# WMS:Espey Lag Time Equations

Espey’s equations for Snyder’s parameters were developed for a series of small watersheds in Texas, Oklahoma, and New Mexico. Rather than defining the lag time, Espey (1966) used the time to rise. The difference is that the lag time is the time from the centroid of rainfall to the peak of the hydrograph, whereas the time to rise is the time from the beginning of effective rainfall to the peak of the hydrograph. The lag time can be computed by subtracting one-half the computation time interval from the time rise. Equations to compute Tr and Cp are given below:

$T_r = 2.65 \, L_f^{0.12} S_f^{-0.52}$
Rural Areas
$T_r = 20.8 \, UL_f^{0.29} S_f^{-0.11} I_a^{-0.61}$
Urban Areas

where:

Tr = time from the beginning of effective rainfall to the peak of the unit hydrograph.
Lf = stream length in feet.
Sf = stream slope in feet per foot.
Ia = percent impervious cover.
U = urbanization factor equal to 0.6 for extensive urbanization, 0.8 for some storm sewers, and 1.0 for natural conditions.

Typical conditions for typical rural watersheds include:

• Lf from 3,250 feet to 25,300 feet.
• Sf from 0.008 ft/ft to 0.015 ft/ft.
• Tr from 30 to 150 minutes.
• Areas from 0.1 sq. miles to 7 sq. miles.

Typical conditions for typical urban watersheds include:

• Lf from 200 feet to 54,800 feet.
• Sf from 0.0064 ft/ft to 0.104 ft/ft.
• Ia from 25 to 40 percent.
• Tr from 30 to 720 minutes.
• Areas from 0.0125 sq. miles to 92 square miles.

Espey developed the following equations to compute Snyders peaking coefficient.

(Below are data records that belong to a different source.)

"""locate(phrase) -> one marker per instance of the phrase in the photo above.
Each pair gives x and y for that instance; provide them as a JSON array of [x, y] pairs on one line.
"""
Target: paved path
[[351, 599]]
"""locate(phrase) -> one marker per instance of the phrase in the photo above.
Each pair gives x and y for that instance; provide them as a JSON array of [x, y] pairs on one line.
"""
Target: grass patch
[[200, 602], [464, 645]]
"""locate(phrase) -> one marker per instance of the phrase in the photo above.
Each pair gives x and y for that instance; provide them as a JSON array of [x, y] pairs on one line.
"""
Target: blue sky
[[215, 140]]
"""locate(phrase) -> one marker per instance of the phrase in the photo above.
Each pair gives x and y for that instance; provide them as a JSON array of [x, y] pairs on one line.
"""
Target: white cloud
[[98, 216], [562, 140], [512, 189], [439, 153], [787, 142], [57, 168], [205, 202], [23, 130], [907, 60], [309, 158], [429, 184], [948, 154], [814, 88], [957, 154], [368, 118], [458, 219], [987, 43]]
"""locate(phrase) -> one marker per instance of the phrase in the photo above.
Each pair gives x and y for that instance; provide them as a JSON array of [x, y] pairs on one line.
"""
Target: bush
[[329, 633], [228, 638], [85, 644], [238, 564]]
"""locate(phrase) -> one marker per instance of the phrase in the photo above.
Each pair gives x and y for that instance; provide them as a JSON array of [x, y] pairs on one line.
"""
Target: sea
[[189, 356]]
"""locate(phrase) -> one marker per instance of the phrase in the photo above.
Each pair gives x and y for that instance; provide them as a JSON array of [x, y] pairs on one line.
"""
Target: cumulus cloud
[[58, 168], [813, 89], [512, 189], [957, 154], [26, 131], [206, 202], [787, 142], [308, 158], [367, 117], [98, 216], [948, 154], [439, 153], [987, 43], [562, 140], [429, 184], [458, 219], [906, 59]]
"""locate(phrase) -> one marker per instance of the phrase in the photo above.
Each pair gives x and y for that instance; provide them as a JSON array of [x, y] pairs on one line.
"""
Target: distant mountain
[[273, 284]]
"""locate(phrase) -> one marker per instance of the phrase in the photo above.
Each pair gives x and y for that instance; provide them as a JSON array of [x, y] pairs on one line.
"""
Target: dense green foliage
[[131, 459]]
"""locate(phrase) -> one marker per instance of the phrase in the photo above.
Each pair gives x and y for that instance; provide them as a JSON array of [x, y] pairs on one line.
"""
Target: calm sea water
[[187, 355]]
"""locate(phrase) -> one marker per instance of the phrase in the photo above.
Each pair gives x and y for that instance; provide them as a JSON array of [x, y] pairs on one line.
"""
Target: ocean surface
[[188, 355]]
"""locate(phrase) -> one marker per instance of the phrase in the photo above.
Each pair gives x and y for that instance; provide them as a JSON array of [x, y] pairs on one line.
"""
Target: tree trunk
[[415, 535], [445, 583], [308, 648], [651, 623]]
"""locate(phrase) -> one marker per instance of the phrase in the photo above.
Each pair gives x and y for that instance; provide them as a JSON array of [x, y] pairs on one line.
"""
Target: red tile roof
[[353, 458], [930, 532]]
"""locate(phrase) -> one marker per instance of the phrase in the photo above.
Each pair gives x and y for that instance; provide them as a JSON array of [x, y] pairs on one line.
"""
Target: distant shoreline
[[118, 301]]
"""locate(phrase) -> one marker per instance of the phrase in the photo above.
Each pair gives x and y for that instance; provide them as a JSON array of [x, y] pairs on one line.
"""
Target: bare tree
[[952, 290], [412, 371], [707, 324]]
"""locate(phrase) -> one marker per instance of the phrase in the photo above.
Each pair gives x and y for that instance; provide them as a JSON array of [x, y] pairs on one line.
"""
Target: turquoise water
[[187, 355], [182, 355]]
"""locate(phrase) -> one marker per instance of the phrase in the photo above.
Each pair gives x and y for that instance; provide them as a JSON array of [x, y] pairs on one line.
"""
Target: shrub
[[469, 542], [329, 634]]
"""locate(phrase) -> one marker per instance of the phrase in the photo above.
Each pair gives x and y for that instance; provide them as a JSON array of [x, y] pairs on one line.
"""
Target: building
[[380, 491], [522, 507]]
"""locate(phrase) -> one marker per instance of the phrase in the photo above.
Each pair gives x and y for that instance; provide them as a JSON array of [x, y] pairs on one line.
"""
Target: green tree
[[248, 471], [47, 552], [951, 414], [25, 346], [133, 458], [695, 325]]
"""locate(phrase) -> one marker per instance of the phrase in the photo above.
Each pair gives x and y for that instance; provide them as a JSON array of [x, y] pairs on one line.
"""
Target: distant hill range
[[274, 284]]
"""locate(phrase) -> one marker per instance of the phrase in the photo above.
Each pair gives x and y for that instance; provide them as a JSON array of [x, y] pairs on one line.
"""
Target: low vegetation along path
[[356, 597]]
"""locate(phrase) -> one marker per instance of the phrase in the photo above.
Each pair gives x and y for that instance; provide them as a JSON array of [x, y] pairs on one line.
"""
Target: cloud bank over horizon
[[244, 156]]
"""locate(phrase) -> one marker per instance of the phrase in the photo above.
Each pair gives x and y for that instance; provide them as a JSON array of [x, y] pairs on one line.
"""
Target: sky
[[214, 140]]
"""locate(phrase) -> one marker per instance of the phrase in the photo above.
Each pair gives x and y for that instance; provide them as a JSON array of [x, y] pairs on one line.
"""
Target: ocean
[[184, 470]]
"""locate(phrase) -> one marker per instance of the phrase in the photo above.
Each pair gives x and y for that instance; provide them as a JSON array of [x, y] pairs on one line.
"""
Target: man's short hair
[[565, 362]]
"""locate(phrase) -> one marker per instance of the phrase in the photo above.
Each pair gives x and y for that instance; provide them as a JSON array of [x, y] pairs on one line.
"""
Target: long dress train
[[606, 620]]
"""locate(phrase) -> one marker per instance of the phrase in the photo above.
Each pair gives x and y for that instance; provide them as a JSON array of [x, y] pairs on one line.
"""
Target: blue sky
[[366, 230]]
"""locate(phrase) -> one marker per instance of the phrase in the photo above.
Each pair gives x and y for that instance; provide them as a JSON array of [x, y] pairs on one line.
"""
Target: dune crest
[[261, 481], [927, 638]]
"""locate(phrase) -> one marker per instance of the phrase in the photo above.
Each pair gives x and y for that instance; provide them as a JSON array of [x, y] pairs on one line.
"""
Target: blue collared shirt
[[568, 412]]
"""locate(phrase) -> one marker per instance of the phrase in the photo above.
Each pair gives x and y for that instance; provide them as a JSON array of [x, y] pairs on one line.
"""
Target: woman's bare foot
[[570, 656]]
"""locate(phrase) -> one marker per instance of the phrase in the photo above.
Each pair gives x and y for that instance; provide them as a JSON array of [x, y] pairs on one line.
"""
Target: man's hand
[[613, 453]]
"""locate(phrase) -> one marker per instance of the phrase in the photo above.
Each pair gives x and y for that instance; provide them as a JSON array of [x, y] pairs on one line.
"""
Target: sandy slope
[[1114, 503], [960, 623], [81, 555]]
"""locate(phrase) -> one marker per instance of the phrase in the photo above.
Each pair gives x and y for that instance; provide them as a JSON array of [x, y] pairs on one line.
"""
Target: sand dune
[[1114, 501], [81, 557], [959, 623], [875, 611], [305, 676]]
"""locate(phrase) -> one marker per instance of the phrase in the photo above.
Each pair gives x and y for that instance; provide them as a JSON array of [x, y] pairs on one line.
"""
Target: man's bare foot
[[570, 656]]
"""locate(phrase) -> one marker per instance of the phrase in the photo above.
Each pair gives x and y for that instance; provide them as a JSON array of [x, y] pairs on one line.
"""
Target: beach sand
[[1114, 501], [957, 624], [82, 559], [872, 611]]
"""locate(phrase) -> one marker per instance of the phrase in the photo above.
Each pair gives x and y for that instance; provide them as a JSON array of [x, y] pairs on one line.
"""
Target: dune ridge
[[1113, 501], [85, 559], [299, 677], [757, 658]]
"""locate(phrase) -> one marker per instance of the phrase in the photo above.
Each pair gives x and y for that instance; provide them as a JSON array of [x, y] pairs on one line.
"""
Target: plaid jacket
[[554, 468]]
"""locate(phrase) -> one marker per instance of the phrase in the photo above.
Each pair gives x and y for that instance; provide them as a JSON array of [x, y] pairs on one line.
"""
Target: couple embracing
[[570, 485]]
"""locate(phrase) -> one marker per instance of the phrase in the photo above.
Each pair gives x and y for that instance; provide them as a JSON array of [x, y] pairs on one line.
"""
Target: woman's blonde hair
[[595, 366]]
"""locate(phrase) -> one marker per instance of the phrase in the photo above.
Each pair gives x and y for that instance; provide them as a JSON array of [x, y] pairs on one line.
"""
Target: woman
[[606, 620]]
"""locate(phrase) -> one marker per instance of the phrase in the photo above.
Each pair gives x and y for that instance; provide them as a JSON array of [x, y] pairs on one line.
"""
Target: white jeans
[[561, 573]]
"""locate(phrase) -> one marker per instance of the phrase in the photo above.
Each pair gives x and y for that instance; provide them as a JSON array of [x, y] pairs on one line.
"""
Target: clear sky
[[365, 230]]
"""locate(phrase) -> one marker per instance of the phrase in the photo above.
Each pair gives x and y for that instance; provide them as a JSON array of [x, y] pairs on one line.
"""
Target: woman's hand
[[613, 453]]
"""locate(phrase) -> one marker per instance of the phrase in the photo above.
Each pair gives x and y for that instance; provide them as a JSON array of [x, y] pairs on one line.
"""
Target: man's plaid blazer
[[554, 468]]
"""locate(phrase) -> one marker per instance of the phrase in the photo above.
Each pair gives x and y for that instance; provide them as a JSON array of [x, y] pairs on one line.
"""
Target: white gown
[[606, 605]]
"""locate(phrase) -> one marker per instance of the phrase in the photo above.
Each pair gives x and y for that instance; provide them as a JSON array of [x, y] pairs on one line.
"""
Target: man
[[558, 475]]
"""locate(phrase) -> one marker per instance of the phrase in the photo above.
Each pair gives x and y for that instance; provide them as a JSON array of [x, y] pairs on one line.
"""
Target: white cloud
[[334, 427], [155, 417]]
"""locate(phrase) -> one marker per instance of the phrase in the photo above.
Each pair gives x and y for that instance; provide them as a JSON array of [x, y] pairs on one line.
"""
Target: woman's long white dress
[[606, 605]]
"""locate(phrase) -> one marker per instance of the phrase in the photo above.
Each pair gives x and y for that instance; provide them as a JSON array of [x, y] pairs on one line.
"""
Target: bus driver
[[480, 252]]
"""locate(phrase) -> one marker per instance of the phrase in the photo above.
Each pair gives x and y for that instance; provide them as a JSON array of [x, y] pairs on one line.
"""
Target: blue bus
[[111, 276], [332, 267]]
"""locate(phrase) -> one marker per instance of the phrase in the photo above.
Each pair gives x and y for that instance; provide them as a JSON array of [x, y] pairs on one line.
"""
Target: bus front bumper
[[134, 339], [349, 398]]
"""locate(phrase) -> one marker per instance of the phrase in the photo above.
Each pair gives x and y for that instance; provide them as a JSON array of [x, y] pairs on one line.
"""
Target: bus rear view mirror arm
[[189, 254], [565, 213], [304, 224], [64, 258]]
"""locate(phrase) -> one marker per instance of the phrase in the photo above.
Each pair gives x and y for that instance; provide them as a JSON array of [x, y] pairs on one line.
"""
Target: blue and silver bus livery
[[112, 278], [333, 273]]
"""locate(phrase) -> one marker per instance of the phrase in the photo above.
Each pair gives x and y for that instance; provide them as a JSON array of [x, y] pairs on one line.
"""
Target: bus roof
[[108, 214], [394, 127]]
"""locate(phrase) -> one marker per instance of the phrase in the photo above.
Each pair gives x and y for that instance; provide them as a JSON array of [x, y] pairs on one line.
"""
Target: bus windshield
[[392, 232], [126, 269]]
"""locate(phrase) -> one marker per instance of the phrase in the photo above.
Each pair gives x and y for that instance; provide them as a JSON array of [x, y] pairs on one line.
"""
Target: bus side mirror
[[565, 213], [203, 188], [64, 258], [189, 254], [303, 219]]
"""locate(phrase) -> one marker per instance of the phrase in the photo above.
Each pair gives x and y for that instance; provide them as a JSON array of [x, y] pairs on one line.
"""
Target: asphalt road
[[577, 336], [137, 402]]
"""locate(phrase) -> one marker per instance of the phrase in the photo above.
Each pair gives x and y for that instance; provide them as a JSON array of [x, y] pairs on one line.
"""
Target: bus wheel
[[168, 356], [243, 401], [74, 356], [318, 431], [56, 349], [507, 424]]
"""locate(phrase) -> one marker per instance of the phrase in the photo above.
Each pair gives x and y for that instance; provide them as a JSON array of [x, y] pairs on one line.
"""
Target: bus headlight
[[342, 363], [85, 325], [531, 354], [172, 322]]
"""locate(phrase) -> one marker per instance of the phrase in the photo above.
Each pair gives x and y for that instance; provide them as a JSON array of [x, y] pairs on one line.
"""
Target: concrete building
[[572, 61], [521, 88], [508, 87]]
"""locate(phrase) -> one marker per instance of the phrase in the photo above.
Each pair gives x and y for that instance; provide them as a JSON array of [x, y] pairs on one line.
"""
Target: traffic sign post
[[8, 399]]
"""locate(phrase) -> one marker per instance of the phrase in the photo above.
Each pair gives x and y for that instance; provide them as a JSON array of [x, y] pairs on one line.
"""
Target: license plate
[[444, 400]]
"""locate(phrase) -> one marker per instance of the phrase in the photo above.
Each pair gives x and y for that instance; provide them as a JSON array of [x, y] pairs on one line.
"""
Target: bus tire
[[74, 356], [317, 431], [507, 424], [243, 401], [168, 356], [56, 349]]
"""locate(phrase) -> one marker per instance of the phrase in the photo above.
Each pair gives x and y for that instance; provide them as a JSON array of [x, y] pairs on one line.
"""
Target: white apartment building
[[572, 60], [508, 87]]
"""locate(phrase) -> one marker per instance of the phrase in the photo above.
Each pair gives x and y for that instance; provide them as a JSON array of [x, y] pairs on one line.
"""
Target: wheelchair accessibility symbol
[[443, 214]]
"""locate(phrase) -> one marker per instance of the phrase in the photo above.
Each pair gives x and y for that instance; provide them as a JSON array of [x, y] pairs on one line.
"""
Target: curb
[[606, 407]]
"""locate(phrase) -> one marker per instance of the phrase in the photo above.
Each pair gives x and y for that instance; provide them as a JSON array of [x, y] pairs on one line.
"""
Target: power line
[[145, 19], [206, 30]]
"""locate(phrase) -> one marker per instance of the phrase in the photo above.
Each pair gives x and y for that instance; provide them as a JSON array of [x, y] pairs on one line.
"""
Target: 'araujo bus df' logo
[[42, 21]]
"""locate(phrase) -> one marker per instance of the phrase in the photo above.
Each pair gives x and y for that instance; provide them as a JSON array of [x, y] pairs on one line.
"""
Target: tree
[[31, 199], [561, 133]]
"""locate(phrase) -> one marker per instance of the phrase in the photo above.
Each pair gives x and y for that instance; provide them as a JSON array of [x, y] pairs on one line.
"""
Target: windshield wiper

$q_p = 1700 A^{-0.12}T_r^{-0.30}$
Rural Areas
$q_p = 19300 A^{-0.09}T_r^{-0.94}$
Urban Areas

Once qp is computed, the peaking coefficient can be determined using the following relationships:

$T_{LAG} = T_r^{} - \Delta t / 2$
$C_p = \frac {q_p \ast T_{LAG}}{640}$

where Δt is the computational time interval as define in the HEC-1 Job Control dialog (by default it is 15 minutes).